As the portal crackled shut behind them, Han leaned close and warmed Leia’s ear with a whisper. “I don’t think cutting them off from the Force is helping. They look crazier than ever.”

“Seff and Natua are not crazy,” Leia reprimanded. “They’re ill, and they need our understanding.”

“Hey, nobody understands crazy better than me.” Han gave her arm a reassuring squeeze. “People are
always
calling me crazy.”

“Captain Solo is quite right,” C-3PO agreed. The golden protocol droid was standing close behind the Solos, his metallic breastplate pressing cold against Leia’s left shoulder. “During our association, Captain Solo’s sanity has been questioned an average of three times per month. By the psychiatric care standards of many conformist societies, that fact alone would qualify him for a cell in the Asylum Block.”

Han shot a frown back at the droid, then turned to Leia with his best smirk of reassurance. “You see? I’m probably the only one in the whole Temple who receives on their channel.”
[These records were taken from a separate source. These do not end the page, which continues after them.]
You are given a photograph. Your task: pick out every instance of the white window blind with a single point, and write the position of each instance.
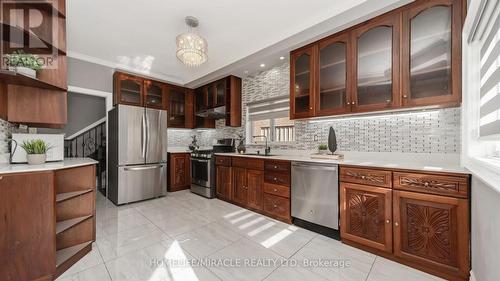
(488, 35)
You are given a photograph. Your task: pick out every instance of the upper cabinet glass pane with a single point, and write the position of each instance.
(430, 53)
(375, 66)
(332, 76)
(302, 83)
(130, 91)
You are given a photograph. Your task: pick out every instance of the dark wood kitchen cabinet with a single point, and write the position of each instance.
(376, 65)
(179, 176)
(420, 219)
(302, 80)
(406, 58)
(333, 84)
(180, 107)
(433, 231)
(366, 215)
(223, 181)
(431, 53)
(155, 95)
(240, 190)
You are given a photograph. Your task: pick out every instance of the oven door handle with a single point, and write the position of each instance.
(199, 160)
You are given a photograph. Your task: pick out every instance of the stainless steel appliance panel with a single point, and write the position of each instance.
(156, 135)
(201, 172)
(315, 193)
(141, 182)
(132, 129)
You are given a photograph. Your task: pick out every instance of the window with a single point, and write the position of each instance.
(270, 118)
(481, 84)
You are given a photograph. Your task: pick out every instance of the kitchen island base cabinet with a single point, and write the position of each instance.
(366, 215)
(259, 185)
(422, 221)
(48, 221)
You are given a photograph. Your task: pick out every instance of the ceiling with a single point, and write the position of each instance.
(139, 37)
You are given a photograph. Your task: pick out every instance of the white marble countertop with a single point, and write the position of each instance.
(447, 163)
(49, 166)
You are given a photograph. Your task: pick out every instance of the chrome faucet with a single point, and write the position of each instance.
(268, 149)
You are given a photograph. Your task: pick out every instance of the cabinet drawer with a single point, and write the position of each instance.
(277, 206)
(366, 176)
(277, 166)
(248, 163)
(277, 178)
(433, 184)
(223, 160)
(278, 190)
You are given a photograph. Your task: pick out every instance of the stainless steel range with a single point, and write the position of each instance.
(203, 167)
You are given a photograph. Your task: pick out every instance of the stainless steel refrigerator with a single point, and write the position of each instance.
(137, 153)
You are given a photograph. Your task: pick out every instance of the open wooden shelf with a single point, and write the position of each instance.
(68, 195)
(67, 224)
(12, 77)
(66, 254)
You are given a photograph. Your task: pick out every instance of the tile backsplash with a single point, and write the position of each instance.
(432, 131)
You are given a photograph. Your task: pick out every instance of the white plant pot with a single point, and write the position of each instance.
(36, 159)
(23, 70)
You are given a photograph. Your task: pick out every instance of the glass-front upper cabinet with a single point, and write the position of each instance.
(302, 82)
(176, 107)
(431, 53)
(332, 95)
(211, 95)
(155, 97)
(128, 89)
(220, 92)
(376, 47)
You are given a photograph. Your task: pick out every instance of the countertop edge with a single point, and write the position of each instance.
(359, 163)
(50, 166)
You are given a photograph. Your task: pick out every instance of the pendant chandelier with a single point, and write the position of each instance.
(192, 49)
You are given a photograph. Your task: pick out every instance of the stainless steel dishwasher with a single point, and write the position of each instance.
(315, 193)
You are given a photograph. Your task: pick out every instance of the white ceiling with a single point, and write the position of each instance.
(139, 36)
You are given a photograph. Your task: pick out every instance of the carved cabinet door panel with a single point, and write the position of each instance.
(432, 230)
(366, 215)
(240, 189)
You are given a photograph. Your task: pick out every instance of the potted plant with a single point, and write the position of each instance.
(26, 64)
(36, 151)
(323, 149)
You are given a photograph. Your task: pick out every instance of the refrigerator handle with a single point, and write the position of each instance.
(147, 134)
(143, 136)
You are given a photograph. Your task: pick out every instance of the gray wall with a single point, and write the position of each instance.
(83, 110)
(90, 75)
(485, 231)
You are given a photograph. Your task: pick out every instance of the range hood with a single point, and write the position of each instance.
(213, 113)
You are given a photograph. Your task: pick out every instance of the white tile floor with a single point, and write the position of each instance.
(185, 237)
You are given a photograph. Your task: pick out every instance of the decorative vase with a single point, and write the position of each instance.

“I wouldn’t doubt that,” Leia said. She gave him a wry smile, then patted the hand grasping her arm. “All joking aside, I just wish you really
did
know what’s going on with them.”

Now it was Han who grew serious. “Yeah. Seeing ’em slip away like this brings bad memories.
Really
bad memories.”

“It does,” Leia acknowledged. “But it’s not the same thing. By the time anyone realized what was going on with Jacen, he was
running
the Galactic Alliance.”

“Yeah, and we were the enemy,” Han agreed. “I just wish we could have stuck Jacen in a deten—”

“We
would
have, had there been some way to take him alive,” Leia interrupted. They didn’t turn down this lane often, but when they did, it devastated her, and she couldn’t let herself be devastated now. “Let’s just focus on the Jedi we
can
save.”

Han nodded. “Count me in. I don’t need anybody else’s family getting caught in the kind of plasma blast we did.”

Han was still speaking when Master Cilghal and her assistant Tekli appeared, walking between two rows of potted olbios. In their white medical robes, the pair made a somber impression: Cilghal a longheaded Mon Calamari with sad bulbous eyes, Tekli a diminutive Chadra-Fan with her flap-like ears pulled tight against her head fur.